With the new iPhone 5c and scarce iPhone 5s leading the way for quarterly revenue, Apple should rake in monster profits when it announces its December quarter in mid-January; Apple continues to roll out those new iPhones out to new countries each week. The iPhone line does face a cannibalization issue for the first time, but since sales of the more expensive iPhone 5s are outweighing the cheaper iPhone 5c by a significant margin, Apple should enjoy fine profits from its iPhone line in Q1 2014.

As for the iPad, Apple last Tuesday introduced its new iPad lineup, which includes the iPad Air ($499), the iPad mini with Retina display ($399), the iPad 2 ($399), and the first-generation iPad mini ($299). Like the iPhone 5c and iPhone 5s, the cheaper iPad models will likely be less popular than the newer, more expensive models, which should again result in huge profits – that is, unless the cheaper tablets from Amazon or Google have anything to say about that.

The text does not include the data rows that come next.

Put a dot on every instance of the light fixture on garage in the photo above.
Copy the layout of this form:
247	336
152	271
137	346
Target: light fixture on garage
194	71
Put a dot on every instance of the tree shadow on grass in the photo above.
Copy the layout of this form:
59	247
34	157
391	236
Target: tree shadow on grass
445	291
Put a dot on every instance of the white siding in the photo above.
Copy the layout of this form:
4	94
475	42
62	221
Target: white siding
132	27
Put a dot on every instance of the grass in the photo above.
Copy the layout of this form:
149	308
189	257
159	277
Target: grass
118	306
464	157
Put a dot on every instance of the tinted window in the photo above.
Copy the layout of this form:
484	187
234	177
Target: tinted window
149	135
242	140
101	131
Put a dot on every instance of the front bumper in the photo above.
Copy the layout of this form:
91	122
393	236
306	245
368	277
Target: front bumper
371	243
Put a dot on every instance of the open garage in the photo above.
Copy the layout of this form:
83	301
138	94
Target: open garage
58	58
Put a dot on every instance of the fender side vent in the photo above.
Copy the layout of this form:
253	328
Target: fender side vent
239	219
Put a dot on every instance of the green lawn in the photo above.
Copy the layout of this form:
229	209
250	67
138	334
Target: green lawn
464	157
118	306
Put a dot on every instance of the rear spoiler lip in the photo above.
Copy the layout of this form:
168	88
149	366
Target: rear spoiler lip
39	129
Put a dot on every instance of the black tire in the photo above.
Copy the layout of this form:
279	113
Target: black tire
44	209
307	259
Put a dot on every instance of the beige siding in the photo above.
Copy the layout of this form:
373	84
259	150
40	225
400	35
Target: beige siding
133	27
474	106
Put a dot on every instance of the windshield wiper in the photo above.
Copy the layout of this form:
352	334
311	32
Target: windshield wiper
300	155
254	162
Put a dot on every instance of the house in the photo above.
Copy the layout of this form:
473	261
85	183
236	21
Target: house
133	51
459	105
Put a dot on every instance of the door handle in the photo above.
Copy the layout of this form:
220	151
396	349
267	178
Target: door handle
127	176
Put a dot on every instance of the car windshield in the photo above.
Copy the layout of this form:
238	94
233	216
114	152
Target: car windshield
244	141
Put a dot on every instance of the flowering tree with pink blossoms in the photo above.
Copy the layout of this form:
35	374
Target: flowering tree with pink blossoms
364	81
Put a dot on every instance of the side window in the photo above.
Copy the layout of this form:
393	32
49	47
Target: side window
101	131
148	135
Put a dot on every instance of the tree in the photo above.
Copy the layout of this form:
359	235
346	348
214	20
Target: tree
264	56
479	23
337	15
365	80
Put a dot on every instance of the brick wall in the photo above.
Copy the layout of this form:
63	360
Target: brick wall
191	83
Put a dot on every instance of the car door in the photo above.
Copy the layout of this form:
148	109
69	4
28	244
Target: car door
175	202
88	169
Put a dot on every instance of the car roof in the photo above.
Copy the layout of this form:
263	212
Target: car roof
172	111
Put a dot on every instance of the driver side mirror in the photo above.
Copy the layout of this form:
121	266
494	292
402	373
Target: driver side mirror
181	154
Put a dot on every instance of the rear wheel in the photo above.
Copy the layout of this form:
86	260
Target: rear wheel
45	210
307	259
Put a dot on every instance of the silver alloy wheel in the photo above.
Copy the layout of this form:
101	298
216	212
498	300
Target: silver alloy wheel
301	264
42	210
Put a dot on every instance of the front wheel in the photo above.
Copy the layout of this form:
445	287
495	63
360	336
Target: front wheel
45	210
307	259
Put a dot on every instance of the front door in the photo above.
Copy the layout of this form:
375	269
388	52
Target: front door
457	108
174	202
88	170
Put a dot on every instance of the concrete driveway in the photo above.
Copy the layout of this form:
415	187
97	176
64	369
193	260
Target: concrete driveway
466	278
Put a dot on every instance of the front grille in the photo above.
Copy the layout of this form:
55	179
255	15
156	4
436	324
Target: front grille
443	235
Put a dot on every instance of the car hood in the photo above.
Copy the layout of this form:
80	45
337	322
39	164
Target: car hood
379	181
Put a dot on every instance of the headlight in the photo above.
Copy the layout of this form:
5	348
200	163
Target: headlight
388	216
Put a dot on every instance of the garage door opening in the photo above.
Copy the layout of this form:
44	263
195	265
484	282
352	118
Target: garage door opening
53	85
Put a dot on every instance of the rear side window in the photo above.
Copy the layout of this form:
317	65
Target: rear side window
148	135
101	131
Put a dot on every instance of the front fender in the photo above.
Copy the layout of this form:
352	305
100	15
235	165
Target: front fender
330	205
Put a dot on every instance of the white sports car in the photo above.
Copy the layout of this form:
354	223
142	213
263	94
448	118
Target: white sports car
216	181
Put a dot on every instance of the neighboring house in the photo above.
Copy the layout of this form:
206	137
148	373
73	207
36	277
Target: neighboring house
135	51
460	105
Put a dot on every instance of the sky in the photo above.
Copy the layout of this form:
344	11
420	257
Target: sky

“It seems as though Apple is trying to push average selling prices for iPads back up again after they've dropped steadily over the past year,” Jan Dawson, chief analyst at London-based market research firm Ovum, told IBTimes. “Both (the iPad Air and Retina iPad mini) should sell very well, especially over the holiday period, but Apple held off being as disruptive as they might have been by pricing them relatively high.”

Apple will also have a handful of new Macs powered by its new OS X Mavericks platform in Q1 2014, including an updated Retina MacBook Pro line and the redesigned Mac Pro, which hasn’t seen a meaningful update since 2010. The impact of these new computers may slightly improve sales for the following quarter, especially since it falls within the holiday season.

But if Apple needs help improving its share price, maybe it should follow the advice of activist investor Carl Icahn, who has been pushing for Apple to announce a $150 billion stock buyback program, which would let it take on billions of dollars in debt via bond sales and thus be able to purchase its own outstanding shares. It could then report higher earnings per share with fewer outstanding shares. Apple announced a $60 billion buyback program in April, and currently has $44 billion left in its buyback budget after splurging on 36 million shares in the June quarter worth $444 a piece on average.

On Monday, shares of AAPL settled in at about $529 apiece by the time the market closed; AAPL shares started the day at about $525.